OURAY – Negotiations have been underway since last September to transfer majority ownership of the historic Camp Bird Mine from Federal Resources Corp. to Caldera Mineral Resources, Inc.
But just as that deal was set to close, a lawsuit between the United States government and Federal Resources Corp. principal Bentley Blum over three environmentally troubled mining properties in Idaho may send a large chunk of the money that Caldera is poised to pay for the Camp Bird Mine into Uncle Sam’s coffers.

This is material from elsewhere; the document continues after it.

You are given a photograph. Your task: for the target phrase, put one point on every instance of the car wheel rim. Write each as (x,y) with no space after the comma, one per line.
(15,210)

Federal Resources has owned the Camp Bird Mine under its subsidiary Camp Bird Colorado Inc. since the 1950s (with Blum at its helm since 1983). The California-based Caldera Mineral Resources Inc. is in the process of acquiring the historic gold mine in a majority acquisition deal that includes all of the mine’s existing patented claims. The transaction was set to close at the end of March.
On March 11, the United States District Court for the District of Idaho granted an application from U.S. Department of Justice / Environmental Enforcement Section seeking to “sequester” up to $5.9 million of the funds that would otherwise complete the purchase.
In other words, the United States has asserted that it has a lien of sorts on the property, that must be satisfied before Federal Resources sees any money. As the case wends its way through court, $5.9 million of the undisclosed price that Caldera is poised to pay for the Camp Bird Mine will be held by the court – in escrow, as it were – until the outcome of the case is determined.
The action comes exactly two years after the United States Government sued Federal Resources under the Comprehensive Environmental Response, Compensation Act (CERCLA) to recover over $7 million in cleanup costs allegedly incurred at three Idaho mining sites, where the government alleges that Federal Resources conducted mining activities from the 1950s through the early 1970s.
According to court documents, the government also alleges that after this action was filed, Federal Resources fraudulently transferred its only significant asset (the Camp Bird Mine) to a trust, the trustee of which (Blum) is also a majority shareholder and director of Federal Resources.
Caldera CEO John Bryan, who has spent much of his career as a turnaround specialist dealing with troubled mining companies, said this week that Federal Resources’ legal entanglements in Idaho caught his company by surprise, but that it is essentially “a fight between other people” and that Caldera’s plans for acquiring and developing the Camp Bird property remain essentially on track. He could not comment on whether the targeted closing date for the purchase is now in question.
“We remain fully committed to the mine,” Bryan said. “It doesn’t affect my excitement about our future; we continue to work. Our excitement and enthusiasm has never been higher. To use a chess metaphor, the end game has started.”
That game began in September 2011, when Caldera closed on a financing deal to obtain a complete perpetual lease on the Camp Bird mining property with an option to purchase six months down the road. Payment to Blum, and transfer of ownership of the patented mining claims associated with the Camp Bird Mine, was deferred to that time.
When the acquisition is finalized, it is structured such that Caldera will obtain 60 percent ownership of the property and Camp Bird Colorado Inc. ownership will reduce to 40 percent. Caldera will have a further option to increase its stake more over a period of time, Bryan said.
In the meantime, work at the Camp Bird Mine under Caldera’s watch continues full speed ahead. Since September, workers there have almost completed constructing all surface infrastructure and are poised to start conducting underground stabilization and exploration in the near future.
“We are currently working on collecting data and information to really know what took place in there (when the mine was formerly active) and to determine where our exploration targets are,” Bryan said.
Bryan, meanwhile, continues to coordinate principal investors in the United States, Singapore and Hong Kong. As work progresses at the Camp Bird, Bryan said his company continues to seek other mining investment and development opportunities in the region.